# Background Check Denied



## SimplyRandom

Hello! 

I'm new around here so I'm sorry if this has been addressed somewhere else....

I'm looking for a flexible gig to earn some extra cash in the short term so I applied to be an Amazon Flex driver. (I actually like driving around & not having to deal with passengers sounded even better.) BUT Amazon denied me. Most likely because I've got some tickets on my record - 2 in the last year. 

Are any driving or delivery companies more lenient than others? I hope I have an alternative to Flex. 

I'm in the Seattle area if that helps. North of it to be specific. 

TIA!!!


----------



## Brr1986

Did you get this email by chance ??

Thank you for your interest in delivering with Amazon Flex. As with all potential drivers, Amazon requested a criminal background check and motor vehicle record check in connection with your interest in signing up for the service as an independent contractor.

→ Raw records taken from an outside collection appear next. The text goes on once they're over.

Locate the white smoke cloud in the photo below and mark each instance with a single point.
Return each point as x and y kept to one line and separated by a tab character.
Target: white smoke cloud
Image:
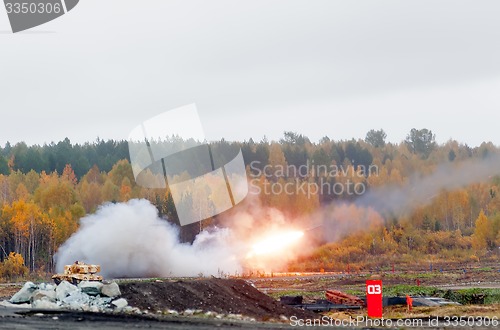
130	240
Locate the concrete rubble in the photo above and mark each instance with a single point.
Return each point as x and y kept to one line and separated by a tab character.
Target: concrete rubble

Our investigation into your background is still pending.

Our vendor (Accurate Background) sent to you by U.S. Mail (1) a copy of the background report with the results of these checks, (2) a document entitled Summary of Your Rights Under the Fair Credit Reporting Act, and (3) any applicable local law disclosures. To allow you time to review those materials, we will wait to make our final decision regarding your eligibility to deliver with Amazon Flex until eight business days following the date of that letter. Please review the background report and contact Accurate Background as soon as possible if any information in it is inaccurate or incomplete:


----------



## SimplyRandom

Email was more like 

"Thank you for your interest in delivering with Amazon Flex. We regret to inform you that you are not eligible to deliver as an independent contractor with Amazon Flex. This decision was based on information contained in the ....record check from Accurate Background."

::siderant:: That generic email does NOT tell me why I was denied. Just that I was. Very frustrating.


----------



## Darrell

SimplyRandom said:


> Email was more like
> 
> "Thank you for your interest in delivering with Amazon Flex. We regret to inform you that you are not eligible to deliver as an independent contractor with Amazon Flex. This decision was based on information contained in the ....record check from Accurate Background."
> 
> ::siderant:: That generic email does NOT tell me why I was denied. Just that I was. Very frustrating.


I believe they are required to tell you what specific issue on your background was cause for denial or send you a copy of your background and let you figure it out. Try requesting it.


----------



## Gman61

I was rejected also because if you have three or more traffic violations on your DMV RECORD they will deny you no matter who at fault. Also they will sent you a copy of what they found or what was reported. Uber and lyft do the same thing . I drove for uber over 3 years and never have an accident sense I been driving at 16 years old. 60 now. I had three incidents on my record that was another driver fault and i gave them the proof of everything. That doesn't matter because their system can't differentiate fault or not at fault and therefore uber and lyft won't turn my account back on ..


----------